Na obiad rolada słubicka albo szyneczka, do picia wino lub lokalne piwo, a na deser lody z Doliny Noteci – tak mółby wyglądać typowy lubuski obiad. Ale tradycyjnych, lokalnych produktów w naszym regionie powstaje o wiele więcej. Trzynaście z nich znalazło się na krajowej Liście Produktów Tradycyjnych, a niemal wszystkie promujemy za granicą (szczególnie Niemcy doceniają walory smakowe naszych produktów). Być może sekret naszej kuchni twki w jej różnorodności: lubuskie smaki to wypadkowa kuchni z Ukrainy, Podola, Białorusi, Polesia, Wielkopolski, Niemiec…
Już niedugo ruszy produkcja wina w Zaborze – największej winnicy w Polsce. Z czego jeszcze słynie lubuskie?

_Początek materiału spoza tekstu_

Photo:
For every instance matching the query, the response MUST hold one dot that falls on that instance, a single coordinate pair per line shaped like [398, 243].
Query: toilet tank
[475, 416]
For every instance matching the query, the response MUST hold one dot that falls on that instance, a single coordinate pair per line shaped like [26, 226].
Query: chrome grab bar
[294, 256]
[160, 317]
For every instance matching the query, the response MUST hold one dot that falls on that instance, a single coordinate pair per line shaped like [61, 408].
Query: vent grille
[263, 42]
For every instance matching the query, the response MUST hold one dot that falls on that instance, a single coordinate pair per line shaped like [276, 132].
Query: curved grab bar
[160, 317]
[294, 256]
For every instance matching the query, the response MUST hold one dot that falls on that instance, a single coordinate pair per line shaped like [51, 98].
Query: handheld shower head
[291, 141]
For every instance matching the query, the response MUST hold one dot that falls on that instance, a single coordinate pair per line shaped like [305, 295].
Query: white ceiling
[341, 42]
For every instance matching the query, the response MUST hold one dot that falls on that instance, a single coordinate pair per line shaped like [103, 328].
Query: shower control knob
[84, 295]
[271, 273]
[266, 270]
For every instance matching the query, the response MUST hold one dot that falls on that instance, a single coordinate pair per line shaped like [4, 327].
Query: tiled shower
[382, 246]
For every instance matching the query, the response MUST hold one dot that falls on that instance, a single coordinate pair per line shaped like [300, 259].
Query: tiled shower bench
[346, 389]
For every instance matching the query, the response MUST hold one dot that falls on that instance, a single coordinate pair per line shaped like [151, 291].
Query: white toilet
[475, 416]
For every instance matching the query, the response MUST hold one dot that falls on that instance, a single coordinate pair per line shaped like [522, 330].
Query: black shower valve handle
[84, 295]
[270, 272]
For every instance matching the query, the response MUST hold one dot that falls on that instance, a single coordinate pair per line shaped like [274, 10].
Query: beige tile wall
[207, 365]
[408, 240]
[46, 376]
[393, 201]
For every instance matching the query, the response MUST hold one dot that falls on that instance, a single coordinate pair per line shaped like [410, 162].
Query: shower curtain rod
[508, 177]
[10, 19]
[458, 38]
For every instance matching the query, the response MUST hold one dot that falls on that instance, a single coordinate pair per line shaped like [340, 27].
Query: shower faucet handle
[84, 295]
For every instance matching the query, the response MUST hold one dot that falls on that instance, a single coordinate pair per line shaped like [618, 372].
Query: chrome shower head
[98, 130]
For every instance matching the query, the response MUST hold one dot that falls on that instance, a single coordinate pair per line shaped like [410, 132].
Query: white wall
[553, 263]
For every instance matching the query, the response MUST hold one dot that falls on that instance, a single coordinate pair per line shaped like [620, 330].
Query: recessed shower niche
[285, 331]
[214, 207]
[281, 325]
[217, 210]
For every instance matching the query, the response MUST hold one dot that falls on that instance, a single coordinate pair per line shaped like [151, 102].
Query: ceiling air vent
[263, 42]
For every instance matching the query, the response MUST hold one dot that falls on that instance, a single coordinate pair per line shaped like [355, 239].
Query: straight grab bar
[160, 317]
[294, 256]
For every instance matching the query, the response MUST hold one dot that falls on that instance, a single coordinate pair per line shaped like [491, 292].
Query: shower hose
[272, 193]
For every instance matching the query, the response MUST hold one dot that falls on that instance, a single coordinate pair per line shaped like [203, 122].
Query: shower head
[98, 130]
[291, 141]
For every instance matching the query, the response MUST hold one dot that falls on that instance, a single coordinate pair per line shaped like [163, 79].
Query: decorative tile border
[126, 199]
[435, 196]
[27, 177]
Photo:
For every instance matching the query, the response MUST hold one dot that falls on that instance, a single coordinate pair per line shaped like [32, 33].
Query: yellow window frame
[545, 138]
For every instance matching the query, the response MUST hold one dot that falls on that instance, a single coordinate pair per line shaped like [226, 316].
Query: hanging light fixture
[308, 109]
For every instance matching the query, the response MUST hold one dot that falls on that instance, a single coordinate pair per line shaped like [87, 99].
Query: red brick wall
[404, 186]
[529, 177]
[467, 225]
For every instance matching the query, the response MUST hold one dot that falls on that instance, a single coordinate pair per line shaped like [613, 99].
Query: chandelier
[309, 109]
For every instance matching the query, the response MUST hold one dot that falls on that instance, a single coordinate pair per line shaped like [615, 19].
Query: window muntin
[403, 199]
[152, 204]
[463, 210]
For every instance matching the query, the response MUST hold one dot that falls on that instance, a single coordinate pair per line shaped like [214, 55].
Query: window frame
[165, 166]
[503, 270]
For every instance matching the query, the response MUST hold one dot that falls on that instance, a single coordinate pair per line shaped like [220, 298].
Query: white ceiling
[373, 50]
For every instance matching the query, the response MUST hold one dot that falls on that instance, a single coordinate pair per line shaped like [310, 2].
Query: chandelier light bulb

Z niezwykle czystego powietrza (mamy przecież blisko pięćdziesięcioprocentowe zalesienie), wspaniałych jezior, przepięknych krajobrazów.
– Jeśli nie stać kogoś na egzotyczne wyjazdy, z powodzeniem może spędzić majówkę w Lubuskiem – zachęca marszałek Stanisław Tomczyszyn.